If you think that you need to be some sort of a Disney princess to get birds to flock to your home and garden, think again! All you have to do is learn what attracts birds. Once you have made your garden into a safe haven for birds, they will return year after year for you to enjoy.

The first and easiest, way to get birds to frequent your garden is to feed them. Find out what birds are common in your area, and learn what they like to eat. Not all birdseed is the same. Seed mixes with sunflower and peanuts are enjoyed by larger birds while smaller finches prefer flax and millet. Some birds would prefer to skip the seed altogether and would some dried meal worms. Hummingbirds are drawn to colorful feeders filled with sweet nectar. Feel free to put out several different feeders with different seed mixes. You are sure to attract a wide variety of birds.

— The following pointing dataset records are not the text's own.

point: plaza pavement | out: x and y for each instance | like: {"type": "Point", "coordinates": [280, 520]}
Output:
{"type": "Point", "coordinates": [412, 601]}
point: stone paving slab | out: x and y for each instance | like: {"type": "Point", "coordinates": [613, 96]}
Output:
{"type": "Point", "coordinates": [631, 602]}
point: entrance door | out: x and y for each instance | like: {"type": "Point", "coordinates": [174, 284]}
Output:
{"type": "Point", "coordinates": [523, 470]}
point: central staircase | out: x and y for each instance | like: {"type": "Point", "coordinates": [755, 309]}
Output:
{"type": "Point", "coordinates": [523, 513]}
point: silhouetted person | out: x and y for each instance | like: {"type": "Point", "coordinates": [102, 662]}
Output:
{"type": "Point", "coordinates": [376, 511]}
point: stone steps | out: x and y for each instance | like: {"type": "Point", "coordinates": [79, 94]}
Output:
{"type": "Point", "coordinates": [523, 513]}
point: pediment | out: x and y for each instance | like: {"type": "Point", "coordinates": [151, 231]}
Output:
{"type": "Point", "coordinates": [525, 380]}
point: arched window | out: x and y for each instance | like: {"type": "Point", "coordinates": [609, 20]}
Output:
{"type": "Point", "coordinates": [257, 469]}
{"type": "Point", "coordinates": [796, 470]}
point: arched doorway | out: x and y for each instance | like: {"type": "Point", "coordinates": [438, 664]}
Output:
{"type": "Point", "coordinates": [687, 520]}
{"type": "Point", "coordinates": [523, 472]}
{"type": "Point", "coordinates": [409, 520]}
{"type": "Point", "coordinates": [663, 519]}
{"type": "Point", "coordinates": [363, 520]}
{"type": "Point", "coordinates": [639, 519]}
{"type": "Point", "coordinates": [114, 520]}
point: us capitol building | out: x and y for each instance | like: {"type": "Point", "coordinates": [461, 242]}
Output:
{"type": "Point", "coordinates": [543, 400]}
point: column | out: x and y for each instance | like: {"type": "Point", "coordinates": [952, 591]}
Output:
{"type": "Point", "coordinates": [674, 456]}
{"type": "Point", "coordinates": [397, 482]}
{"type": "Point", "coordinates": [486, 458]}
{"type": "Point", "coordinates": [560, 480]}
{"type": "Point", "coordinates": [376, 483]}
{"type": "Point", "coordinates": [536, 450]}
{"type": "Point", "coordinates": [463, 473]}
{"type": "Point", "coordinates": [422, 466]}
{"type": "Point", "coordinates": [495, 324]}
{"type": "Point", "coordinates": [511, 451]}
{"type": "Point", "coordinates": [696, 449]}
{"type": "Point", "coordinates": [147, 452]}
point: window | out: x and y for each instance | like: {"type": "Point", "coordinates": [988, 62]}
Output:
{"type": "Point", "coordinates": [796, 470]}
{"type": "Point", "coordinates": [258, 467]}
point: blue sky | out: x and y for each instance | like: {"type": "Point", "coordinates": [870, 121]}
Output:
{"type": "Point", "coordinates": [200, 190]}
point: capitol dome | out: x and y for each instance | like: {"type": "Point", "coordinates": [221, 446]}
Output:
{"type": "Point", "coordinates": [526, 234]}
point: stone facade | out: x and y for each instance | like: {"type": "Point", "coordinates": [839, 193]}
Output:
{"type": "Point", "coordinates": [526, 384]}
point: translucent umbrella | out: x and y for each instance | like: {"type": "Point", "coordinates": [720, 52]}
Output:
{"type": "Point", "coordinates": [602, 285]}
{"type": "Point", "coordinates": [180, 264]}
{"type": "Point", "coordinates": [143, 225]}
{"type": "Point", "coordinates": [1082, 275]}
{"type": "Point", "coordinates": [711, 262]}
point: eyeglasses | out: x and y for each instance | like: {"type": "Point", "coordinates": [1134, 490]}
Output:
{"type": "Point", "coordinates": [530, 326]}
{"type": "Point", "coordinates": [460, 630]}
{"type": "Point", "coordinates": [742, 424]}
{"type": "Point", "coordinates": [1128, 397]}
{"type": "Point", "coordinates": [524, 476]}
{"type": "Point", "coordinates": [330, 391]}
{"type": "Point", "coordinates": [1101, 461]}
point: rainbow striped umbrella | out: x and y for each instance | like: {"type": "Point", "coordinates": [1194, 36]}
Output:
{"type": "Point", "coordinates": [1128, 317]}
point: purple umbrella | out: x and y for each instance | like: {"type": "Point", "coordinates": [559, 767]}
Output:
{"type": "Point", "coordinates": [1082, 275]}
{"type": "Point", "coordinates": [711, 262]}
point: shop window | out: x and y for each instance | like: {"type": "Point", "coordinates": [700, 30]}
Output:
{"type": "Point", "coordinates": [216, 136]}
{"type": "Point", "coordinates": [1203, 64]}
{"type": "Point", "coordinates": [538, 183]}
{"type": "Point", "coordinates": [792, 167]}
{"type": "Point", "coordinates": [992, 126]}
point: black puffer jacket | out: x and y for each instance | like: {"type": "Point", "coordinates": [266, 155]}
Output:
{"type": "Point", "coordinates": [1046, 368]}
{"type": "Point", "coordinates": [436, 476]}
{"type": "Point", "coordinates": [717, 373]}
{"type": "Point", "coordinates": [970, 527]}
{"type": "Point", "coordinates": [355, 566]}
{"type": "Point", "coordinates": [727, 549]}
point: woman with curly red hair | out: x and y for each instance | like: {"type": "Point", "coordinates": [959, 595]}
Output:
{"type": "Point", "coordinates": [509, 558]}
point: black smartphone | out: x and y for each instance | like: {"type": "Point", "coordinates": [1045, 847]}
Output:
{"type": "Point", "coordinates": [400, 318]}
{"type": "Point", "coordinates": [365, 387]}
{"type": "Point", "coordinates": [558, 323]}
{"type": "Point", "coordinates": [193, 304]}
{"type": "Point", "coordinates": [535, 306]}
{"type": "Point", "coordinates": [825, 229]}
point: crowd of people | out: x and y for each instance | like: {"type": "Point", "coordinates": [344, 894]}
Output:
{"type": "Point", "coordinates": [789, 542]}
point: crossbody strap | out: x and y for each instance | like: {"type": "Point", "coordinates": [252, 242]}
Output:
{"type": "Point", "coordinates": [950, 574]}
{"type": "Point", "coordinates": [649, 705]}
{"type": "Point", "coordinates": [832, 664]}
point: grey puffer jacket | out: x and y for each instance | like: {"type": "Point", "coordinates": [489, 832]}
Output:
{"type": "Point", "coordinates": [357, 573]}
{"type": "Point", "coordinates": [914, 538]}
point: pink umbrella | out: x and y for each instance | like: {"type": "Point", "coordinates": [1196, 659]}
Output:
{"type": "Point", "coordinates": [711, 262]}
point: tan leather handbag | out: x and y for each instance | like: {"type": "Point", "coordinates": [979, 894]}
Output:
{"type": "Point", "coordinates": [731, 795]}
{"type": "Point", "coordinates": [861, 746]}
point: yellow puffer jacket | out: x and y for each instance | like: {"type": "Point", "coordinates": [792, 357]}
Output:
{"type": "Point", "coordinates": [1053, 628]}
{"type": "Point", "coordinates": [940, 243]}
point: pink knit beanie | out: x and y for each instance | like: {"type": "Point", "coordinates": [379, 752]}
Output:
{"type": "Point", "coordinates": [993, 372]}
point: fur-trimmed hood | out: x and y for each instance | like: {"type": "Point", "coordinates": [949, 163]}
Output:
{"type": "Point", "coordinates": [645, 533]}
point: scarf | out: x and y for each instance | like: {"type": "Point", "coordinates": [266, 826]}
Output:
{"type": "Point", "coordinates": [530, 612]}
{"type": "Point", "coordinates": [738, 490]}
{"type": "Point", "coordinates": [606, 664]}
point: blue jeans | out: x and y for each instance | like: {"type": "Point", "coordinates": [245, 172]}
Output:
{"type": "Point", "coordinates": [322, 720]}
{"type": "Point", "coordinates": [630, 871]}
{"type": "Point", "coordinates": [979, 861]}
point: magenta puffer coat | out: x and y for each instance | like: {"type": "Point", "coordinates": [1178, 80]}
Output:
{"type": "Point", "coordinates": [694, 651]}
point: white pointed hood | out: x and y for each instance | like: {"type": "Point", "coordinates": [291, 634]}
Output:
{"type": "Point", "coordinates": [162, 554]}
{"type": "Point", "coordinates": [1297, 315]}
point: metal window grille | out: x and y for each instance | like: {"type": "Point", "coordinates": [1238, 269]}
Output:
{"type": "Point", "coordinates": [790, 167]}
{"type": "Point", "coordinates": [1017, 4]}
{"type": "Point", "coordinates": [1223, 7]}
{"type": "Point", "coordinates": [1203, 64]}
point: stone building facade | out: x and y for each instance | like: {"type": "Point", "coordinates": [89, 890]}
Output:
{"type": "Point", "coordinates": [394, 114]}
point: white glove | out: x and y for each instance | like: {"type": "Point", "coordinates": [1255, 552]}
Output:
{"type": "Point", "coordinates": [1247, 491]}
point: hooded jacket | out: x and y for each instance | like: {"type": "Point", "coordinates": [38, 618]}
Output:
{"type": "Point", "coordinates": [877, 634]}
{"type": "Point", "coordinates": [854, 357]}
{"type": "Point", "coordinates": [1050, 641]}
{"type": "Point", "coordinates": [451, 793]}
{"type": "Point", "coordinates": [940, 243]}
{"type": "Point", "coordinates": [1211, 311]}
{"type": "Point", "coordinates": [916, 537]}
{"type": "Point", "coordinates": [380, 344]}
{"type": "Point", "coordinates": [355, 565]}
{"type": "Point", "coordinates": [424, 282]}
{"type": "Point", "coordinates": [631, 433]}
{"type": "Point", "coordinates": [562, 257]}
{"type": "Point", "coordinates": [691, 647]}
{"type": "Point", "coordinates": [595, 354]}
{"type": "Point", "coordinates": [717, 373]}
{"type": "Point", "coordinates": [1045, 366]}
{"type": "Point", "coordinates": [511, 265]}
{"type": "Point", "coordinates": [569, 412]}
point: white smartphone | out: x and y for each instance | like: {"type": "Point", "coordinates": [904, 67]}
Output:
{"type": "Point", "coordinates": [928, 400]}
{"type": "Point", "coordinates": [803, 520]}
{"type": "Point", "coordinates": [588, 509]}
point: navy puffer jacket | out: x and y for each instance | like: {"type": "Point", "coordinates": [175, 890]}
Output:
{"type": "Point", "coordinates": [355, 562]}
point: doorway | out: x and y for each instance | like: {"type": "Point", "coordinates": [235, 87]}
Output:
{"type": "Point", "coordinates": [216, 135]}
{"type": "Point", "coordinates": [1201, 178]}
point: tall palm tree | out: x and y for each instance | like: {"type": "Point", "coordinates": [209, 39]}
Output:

Food isn't the only thing birds are looking for, when they flit from garden to garden or tree to tree. Water is also important. Birds need water all year round, but they are especially in need during the summer months. Placing a bird bath in your garden and keeping it filled with clean water will surely draw a crowd as they gather to not only drink, but splash around for a nice bath.

If you want to encourage the birds who frequent your garden to stay a little longer, consider adding some nesting locations. Besides trees and shrubbery, many birds will happily make a home in a man-made bird house. You just need to make sure it is the right size for the bird you hope to attract, and place it in a location that will not see a lot of commotion. For example, birds are not likely to choose a nesting box that is right next to the children's play area or too close to the door you use to enter and leave your home.

One aspect that many people forget about when thinking of what attracts birds is what plants you have in your garden. Birds are prey species. This means that they are always on the lookout for predators. Birds of prey such as hawks are an especially great threat to small songbirds. If your garden is wide open with little cover, birds may not want to stay long as they will feel quite exposed. All you need are a few shrubs or bushy plants that birds can duck into when threatened and they will feel much safer visiting. And if you have a pet cat, make sure to keep it indoors! If you must let the cat out, a collar with a bell is essential. Birds will learn very quickly which gardens leave them at risk of becoming a feline snack and will steer clear.

Once you have learned what attracts birds and how to make your garden a bird paradise, you should start seeing an increase in bird life. Be patient, as it may take a few days or weeks for birds to find your little sanctuary. However, once known, you will see birds return, again and again, often bringing their friends with them!